Kinder als Hauptfiguren
Er war beispielsweise 1984 im Wettbewerb der Berlinale mit „Beauty and the Beast/Skønheden og udyret“ vertreten. In den Verleih kamen seine Filme auswärts aber kaum. So ist der Regisseur international weitgehend unbekannt geblieben. Vom Aufschwung des dänischen Kinos, den die (jüngere) Dogma-Generation initiierte, hat er nicht profitiert. Malmros untersucht menschliche Beziehungen. Seine Hauptfiguren sind häufig Kinder und Jugendliche, die noch zur Schule gehen. Die Erzählungen ergeben sich aus den Dynamiken im Klassenverband, den kleinen Ein- und Ausschließungen, die dabei mehr oder weniger offen vor sich gehen: Freundschaften werden besiegelt und verraten, Lieben nicht erwidert.
Mitunter begeben sich auch noch Erwachsene – Lehrer, Väter – wider besseres Wissen in Konkurrenz zu den Teenagern. Diese Themen und Motive tauchen in Variationen immer wieder auf, ebenso wie Bezüge auf Malmros’ eigene Biografie, die schließlich in „Sorrow and Joy“ kulminieren. Für solche Entdeckungen ist das Festival von Rotterdam gut. Man fährt hierher, um Unbekanntes kennenzulernen: Debütanten, Arbeiten, die den traditionellen Kinobegriff überschreiten – wie das experimentelle „vertikale Kino“ heuer –, oder Filme der (geopolitischen) Randlagen.
Wie sehr sich Rotterdam für Letztere selbst noch abseits des Festivals engagiert, davon zeugt das Förderprogramm Hubert Bals Fund, dem eine Retrospektive zum 25. Jubiläum galt.
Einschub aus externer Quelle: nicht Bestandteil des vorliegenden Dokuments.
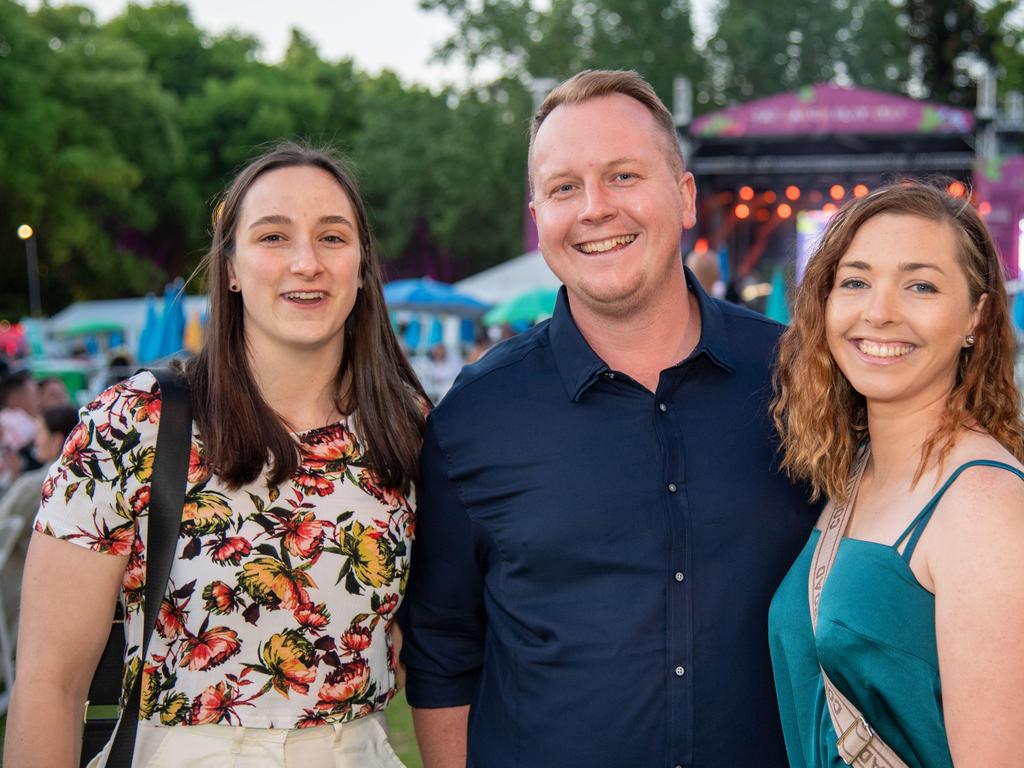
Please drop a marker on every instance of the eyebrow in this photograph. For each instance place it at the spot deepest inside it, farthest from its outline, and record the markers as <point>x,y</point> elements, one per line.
<point>904,266</point>
<point>563,172</point>
<point>276,218</point>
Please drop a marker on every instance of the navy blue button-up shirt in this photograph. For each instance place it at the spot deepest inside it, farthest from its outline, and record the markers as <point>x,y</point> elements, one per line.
<point>594,562</point>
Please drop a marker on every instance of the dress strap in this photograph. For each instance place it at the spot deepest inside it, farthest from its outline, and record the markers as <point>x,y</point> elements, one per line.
<point>919,523</point>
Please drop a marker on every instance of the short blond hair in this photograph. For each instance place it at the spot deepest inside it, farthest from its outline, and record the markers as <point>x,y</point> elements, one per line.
<point>596,83</point>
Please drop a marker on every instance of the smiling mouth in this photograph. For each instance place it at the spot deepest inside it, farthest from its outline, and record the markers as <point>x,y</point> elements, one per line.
<point>305,297</point>
<point>603,246</point>
<point>884,349</point>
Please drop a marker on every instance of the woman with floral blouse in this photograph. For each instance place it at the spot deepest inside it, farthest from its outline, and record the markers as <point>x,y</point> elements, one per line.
<point>272,644</point>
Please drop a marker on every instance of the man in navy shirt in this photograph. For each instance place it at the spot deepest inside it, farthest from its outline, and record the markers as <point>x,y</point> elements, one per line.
<point>601,520</point>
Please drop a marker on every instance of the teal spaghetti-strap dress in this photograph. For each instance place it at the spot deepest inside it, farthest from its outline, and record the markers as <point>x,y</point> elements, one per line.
<point>876,638</point>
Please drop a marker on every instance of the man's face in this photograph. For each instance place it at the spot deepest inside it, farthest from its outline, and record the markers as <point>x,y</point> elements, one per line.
<point>608,206</point>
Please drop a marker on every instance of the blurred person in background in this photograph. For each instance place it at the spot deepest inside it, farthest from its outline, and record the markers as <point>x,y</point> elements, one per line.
<point>273,646</point>
<point>52,392</point>
<point>896,400</point>
<point>18,409</point>
<point>22,500</point>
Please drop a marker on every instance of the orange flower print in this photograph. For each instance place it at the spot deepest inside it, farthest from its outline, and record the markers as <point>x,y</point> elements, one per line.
<point>344,684</point>
<point>289,658</point>
<point>76,448</point>
<point>145,407</point>
<point>211,648</point>
<point>310,483</point>
<point>219,598</point>
<point>47,489</point>
<point>214,705</point>
<point>371,483</point>
<point>312,616</point>
<point>329,446</point>
<point>356,639</point>
<point>271,583</point>
<point>303,536</point>
<point>171,620</point>
<point>230,551</point>
<point>199,470</point>
<point>140,500</point>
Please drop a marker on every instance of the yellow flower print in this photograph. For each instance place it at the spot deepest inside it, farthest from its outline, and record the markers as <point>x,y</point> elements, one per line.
<point>373,558</point>
<point>272,584</point>
<point>289,658</point>
<point>206,512</point>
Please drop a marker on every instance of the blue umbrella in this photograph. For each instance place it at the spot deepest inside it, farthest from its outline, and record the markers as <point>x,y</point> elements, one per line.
<point>777,308</point>
<point>148,339</point>
<point>426,295</point>
<point>173,321</point>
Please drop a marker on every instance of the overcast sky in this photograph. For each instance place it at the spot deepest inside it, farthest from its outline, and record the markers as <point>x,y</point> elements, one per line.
<point>378,34</point>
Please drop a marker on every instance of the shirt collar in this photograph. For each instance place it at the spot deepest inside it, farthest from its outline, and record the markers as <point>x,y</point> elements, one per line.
<point>580,367</point>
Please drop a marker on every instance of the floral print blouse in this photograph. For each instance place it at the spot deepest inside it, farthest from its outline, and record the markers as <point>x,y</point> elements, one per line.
<point>280,599</point>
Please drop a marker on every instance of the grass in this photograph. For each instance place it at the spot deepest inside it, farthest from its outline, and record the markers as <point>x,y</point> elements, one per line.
<point>399,720</point>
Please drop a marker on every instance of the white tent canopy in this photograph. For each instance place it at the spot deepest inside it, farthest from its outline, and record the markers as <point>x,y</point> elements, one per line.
<point>510,279</point>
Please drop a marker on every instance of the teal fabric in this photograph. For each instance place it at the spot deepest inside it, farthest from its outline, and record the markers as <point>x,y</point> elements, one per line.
<point>876,638</point>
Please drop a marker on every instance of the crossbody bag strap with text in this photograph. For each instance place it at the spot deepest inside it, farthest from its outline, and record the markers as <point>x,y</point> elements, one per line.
<point>857,742</point>
<point>167,495</point>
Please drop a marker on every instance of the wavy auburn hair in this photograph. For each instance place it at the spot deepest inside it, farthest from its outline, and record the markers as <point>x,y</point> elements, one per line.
<point>822,420</point>
<point>240,430</point>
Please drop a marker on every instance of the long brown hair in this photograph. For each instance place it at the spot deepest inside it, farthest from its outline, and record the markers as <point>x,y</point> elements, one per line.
<point>241,432</point>
<point>822,419</point>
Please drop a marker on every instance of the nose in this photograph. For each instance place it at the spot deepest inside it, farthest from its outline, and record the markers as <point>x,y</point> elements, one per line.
<point>882,307</point>
<point>598,206</point>
<point>305,259</point>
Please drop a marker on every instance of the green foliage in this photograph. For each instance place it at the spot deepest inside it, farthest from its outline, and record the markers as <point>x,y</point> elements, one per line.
<point>118,136</point>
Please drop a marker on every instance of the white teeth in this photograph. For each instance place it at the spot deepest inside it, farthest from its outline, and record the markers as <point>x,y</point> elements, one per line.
<point>601,246</point>
<point>304,295</point>
<point>877,349</point>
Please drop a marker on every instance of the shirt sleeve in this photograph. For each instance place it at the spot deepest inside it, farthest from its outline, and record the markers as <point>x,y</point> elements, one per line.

Aber in diesem Jahr widmete man sich vor allem ungewöhnlich großflächig dem „State of Europe“ – und damit ist die Lage ebenso gemeint wie ein fiktiver 29. EU-Mitgliedsstaat für all jene, denen man in den 28 bestehenden keinen Aufenthalt gewähren will.
Auch der „State of Festival“ wird in Rotterdam fortlaufend verhandelt: Im nächsten Jahr soll eine Handvoll Festivalpremieren per Live Feed in ausgewählte Kinosäle in ganz Europa und per VOD in private Haushalte übertragen werden, Partizipation bei Publikumsgesprächen via Social Media möglich sein. Dieses Vorhaben namens IFFR Live! mag ein Weg sein, den Ereignischarakter eines Festivals im digitalen Medienverbund zu behaupten (und als PR für späteren Kinoeinsatz zu nutzen).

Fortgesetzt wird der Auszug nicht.